12 de fev. de 2013

Satori

Manhã ensolarada num velho mosteiro português. Pedro debruça-se no parapeito da janela de sua pequena cela, enquanto alguns fracos raios de Sol pintam no chão escuro um padrão quadriculado. Há quantos meses estaria ali já? Ele, que passara anos estudando Latim, Grego, Hebraico e Aramaico; relendo textos antiquíssimos e memorizando rituais milenares; ele, que sentia claramente o chamado divino para exercer o sagrado ministério de Cristo, sentia-se só.

Pedro sentia-se só. 

Pedro sentia-se só; e não se tratava daquele tipo de solidão que bate quando se está sozinho: era uma solidão maior, mais profunda - daquelas que poucos conheceram. Pedro sabia que o mundo fervilhava a seu redor: ouvia falar de governos e guerras, dos avanços na Medicina, dos milagres da Ciência; conhecia advogados, bancários, artistas e tinha consciência do vasto leque de possíveis caminhos que cada Homem na Terra encontrava frente a si. E, mais ainda, Pedro sabia que, enquanto esse insano mundo girava, ele estava ali - debruçado em sabedorias centenárias e ritos arcaicos; vivendo uma realidade tão diferente daquela que o resto do mundo conhecia que enchia-se de dúvidas e medos (seria ele seria capaz de compreender aos fiéis e guiá-los, mesmo vivendo em um paradigma tão distinto?). Quanta coisa estaria perdendo? Quantos sorrisos? Quantos abraços, quantos amores? Quanta vida?

(Há noites, ajoelhado em seu oratório, Pedro questionava o propósito de seu chamado. Por que ele estaria ali, vivendo voluntariamente isolado de todos, quando poderia ter escolhido uma vida comum,  algum ofício habitual, amigos e - por que não? - alguma garota bonita em sua pequena cidadezinha do interior? Já revirara os evangelhos sinópticos; já estudara as epístolas paulinas, lera Agostinho, Orígenes, Aquino - até Lutero e Calvino! - e não encontrou as respostas que buscava. Decidira então, talvez como último recurso, rezar.) 

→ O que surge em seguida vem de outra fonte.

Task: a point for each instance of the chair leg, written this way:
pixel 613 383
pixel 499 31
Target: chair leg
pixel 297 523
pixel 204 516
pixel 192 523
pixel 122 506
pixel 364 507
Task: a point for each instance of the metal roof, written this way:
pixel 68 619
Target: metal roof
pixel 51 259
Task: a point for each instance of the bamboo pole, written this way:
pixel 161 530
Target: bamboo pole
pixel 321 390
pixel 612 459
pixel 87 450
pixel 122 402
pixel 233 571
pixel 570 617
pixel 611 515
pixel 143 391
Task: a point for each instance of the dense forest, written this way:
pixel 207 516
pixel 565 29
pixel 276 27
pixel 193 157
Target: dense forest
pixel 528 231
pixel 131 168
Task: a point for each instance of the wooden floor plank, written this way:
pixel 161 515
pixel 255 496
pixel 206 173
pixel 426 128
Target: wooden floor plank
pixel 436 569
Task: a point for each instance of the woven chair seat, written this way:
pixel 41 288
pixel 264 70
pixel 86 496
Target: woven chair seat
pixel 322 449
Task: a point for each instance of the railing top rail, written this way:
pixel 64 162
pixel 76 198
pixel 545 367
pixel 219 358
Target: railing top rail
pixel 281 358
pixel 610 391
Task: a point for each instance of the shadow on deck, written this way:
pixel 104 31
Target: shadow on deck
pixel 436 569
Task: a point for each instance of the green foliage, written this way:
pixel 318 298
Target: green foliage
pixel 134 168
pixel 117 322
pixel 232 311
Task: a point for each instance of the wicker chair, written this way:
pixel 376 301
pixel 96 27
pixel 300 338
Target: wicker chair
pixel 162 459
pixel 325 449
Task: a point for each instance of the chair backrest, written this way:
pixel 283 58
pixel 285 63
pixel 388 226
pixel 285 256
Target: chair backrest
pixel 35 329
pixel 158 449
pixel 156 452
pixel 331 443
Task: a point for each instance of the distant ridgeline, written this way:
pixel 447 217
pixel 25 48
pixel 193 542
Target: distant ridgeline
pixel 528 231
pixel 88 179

Lá fora, no velho carvalho em frente à janela de Pedro, um sabiá começa a cantar. O jovem seminarista observa encantado, por entre as grossas grades de ferro, o pequeno animalzinho. Lágrimas tímidas rolam de seus olhos e marcam sua batina surrada. Pedro, de repente, esquecera o que é que tanto procurava; esquecera todas as perguntas e todas as respostas que esperava encontrar. Levantou-se lentamente com um sorriso (coisa que, suspeitava, seu corpo havia desaprendido), cruzou a cela e ajoelhou em seu oratório. Nunca havia sentido solidão tão plena.